Veronika Part, Marcelo Gomes, and Gillian Murphy overcame the bland, passionless sounds from the orchestra to deliver a glorious opening performance of La Bayadere. The subpar music throughout the run so far finally made Haglund curious enough to look to see who these dismal musicians were. And right on page 28 of last night's program, all was revealed in the + and *. ABT has hired no fewer than 10 guest artists for its orchestra. How one becomes identified as a guest artist in a rag-tag pick-up orchestra is a little hard to understand. But leave it to ABT to pull the guest artist card out of its sleeve whenever possible to cheat us all.
But there were a few miracles on stage last night. Veronika's Nikiya was heavenly. It seems like this could be another transformative and ascending season for her, judging from the results of her off season training. Some of her gorgeous curves have been replaced by crystalline lines of diamond brilliance. Every line is longer. Every step is more secure. Her passion is deeply embedded within the technical architecture of this ballet.
Among the many highlights from last night were Veronika's Act II series of pirouettes that opened to arabesque. She made the swift pirouettes look like a preparation for the huge ending arabesques. It all made such beautiful sense. Her Act I solo around the fire was as sensual and passionate as legally allowed. Then Marcelo's Solor entered the picture and all laws were broken. The two of them together always seem bigger than life. When Veronika flew to Marcelo's shoulder in the PdD, it was one of the purest statements of passion on the stage. Marcelo was in top form last night as well, and at the end of his variations, he delivered the expected deep backbends when his head nearly touched the back foot. His solo at the beginning of Act II was filled with emotion, nearly desperate at times. All of his movement was geared toward reaching for Nikiya.

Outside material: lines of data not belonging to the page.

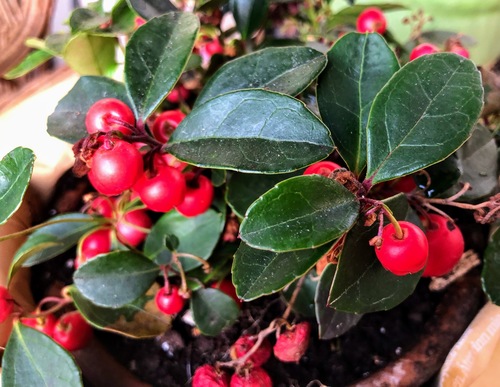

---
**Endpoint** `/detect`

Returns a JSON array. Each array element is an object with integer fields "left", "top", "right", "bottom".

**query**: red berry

[
  {"left": 273, "top": 321, "right": 311, "bottom": 363},
  {"left": 356, "top": 7, "right": 387, "bottom": 34},
  {"left": 151, "top": 110, "right": 186, "bottom": 143},
  {"left": 52, "top": 310, "right": 93, "bottom": 351},
  {"left": 422, "top": 214, "right": 464, "bottom": 277},
  {"left": 192, "top": 364, "right": 229, "bottom": 387},
  {"left": 21, "top": 314, "right": 57, "bottom": 337},
  {"left": 303, "top": 161, "right": 342, "bottom": 177},
  {"left": 85, "top": 98, "right": 135, "bottom": 135},
  {"left": 229, "top": 367, "right": 273, "bottom": 387},
  {"left": 375, "top": 220, "right": 429, "bottom": 275},
  {"left": 116, "top": 209, "right": 153, "bottom": 247},
  {"left": 133, "top": 163, "right": 186, "bottom": 212},
  {"left": 155, "top": 286, "right": 186, "bottom": 314},
  {"left": 231, "top": 335, "right": 271, "bottom": 367},
  {"left": 176, "top": 172, "right": 214, "bottom": 217},
  {"left": 88, "top": 139, "right": 143, "bottom": 196},
  {"left": 0, "top": 286, "right": 14, "bottom": 322},
  {"left": 410, "top": 43, "right": 439, "bottom": 60}
]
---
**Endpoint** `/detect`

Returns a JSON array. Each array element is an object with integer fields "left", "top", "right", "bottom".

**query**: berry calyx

[
  {"left": 52, "top": 310, "right": 93, "bottom": 351},
  {"left": 85, "top": 98, "right": 135, "bottom": 136},
  {"left": 356, "top": 7, "right": 387, "bottom": 34},
  {"left": 155, "top": 285, "right": 186, "bottom": 314},
  {"left": 410, "top": 43, "right": 439, "bottom": 61},
  {"left": 176, "top": 172, "right": 214, "bottom": 217},
  {"left": 375, "top": 220, "right": 429, "bottom": 275},
  {"left": 422, "top": 214, "right": 465, "bottom": 277},
  {"left": 192, "top": 364, "right": 229, "bottom": 387},
  {"left": 273, "top": 321, "right": 311, "bottom": 363},
  {"left": 230, "top": 335, "right": 271, "bottom": 367}
]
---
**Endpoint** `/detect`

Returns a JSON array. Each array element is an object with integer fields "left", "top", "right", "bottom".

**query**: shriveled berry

[{"left": 273, "top": 321, "right": 311, "bottom": 363}]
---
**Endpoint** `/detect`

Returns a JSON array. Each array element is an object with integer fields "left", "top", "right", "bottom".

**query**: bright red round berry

[
  {"left": 52, "top": 310, "right": 93, "bottom": 351},
  {"left": 303, "top": 161, "right": 342, "bottom": 177},
  {"left": 356, "top": 7, "right": 387, "bottom": 34},
  {"left": 85, "top": 98, "right": 135, "bottom": 135},
  {"left": 155, "top": 285, "right": 186, "bottom": 314},
  {"left": 88, "top": 139, "right": 144, "bottom": 196},
  {"left": 375, "top": 220, "right": 429, "bottom": 275},
  {"left": 410, "top": 43, "right": 439, "bottom": 61},
  {"left": 422, "top": 214, "right": 465, "bottom": 277}
]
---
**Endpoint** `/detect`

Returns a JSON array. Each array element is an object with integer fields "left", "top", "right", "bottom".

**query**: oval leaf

[
  {"left": 2, "top": 322, "right": 83, "bottom": 387},
  {"left": 232, "top": 242, "right": 330, "bottom": 301},
  {"left": 47, "top": 76, "right": 131, "bottom": 144},
  {"left": 73, "top": 251, "right": 159, "bottom": 308},
  {"left": 240, "top": 175, "right": 359, "bottom": 252},
  {"left": 167, "top": 90, "right": 333, "bottom": 173},
  {"left": 317, "top": 33, "right": 399, "bottom": 175},
  {"left": 195, "top": 46, "right": 326, "bottom": 106},
  {"left": 191, "top": 288, "right": 240, "bottom": 336},
  {"left": 367, "top": 53, "right": 483, "bottom": 183},
  {"left": 0, "top": 147, "right": 35, "bottom": 224},
  {"left": 125, "top": 12, "right": 200, "bottom": 122}
]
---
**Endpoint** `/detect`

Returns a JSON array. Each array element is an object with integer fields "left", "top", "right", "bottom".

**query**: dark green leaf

Gillian Murphy is a natural Gamzatti who can bring off the I'm-spoiled-but-I'm-hurting-too-so-have-some-sympathy act by way of blistering technique. It wasn't her best performance of Gamzatti that Haglund has seen, but Gillian doesn't need to be at her best in order to be one of the best.
Daniil Simkin's Bronze Idol missed the mark again this year. Why McKenzie keeps casting him in this role is hard to understand. When Johan Renvall debuted this role, he set a pretty high standard. Then Angel Corella came along, met the standard, and exceeded it. Then Herman Cornejo came along, met that standard, and exceeded it. We need Daniil to get this role with all of the required upper body staccato. There was too much balletic languishing between the movements. And unfortunately, he tripped at the top of the steps and landed inside the buddha instead of on the top of the first step.
Craig Salstein was fantastic as the Head Fakir. His dirty little beggar had a bit of savage in him as well. He was especially likable when pawing at Nikiya.
Sarah Lane among the Shades (Lane, Yuriko Kajiya, Devon Teuscher) was a standout for her clarity and musicality. The light seems attracted to her face and she was utterly beautiful last night.
The corps de ballet in The Kingdom of the Shades was fairly studied and seemed determined not to err even if it meant being a bit underpowered. But they were lovely.
The evening's Pump Bump Award, a snakeskin under the flower stiletto, is bestowed upon Marcelo Gomes and Veronika Part with the hope that someday we may again see their Swan Lake.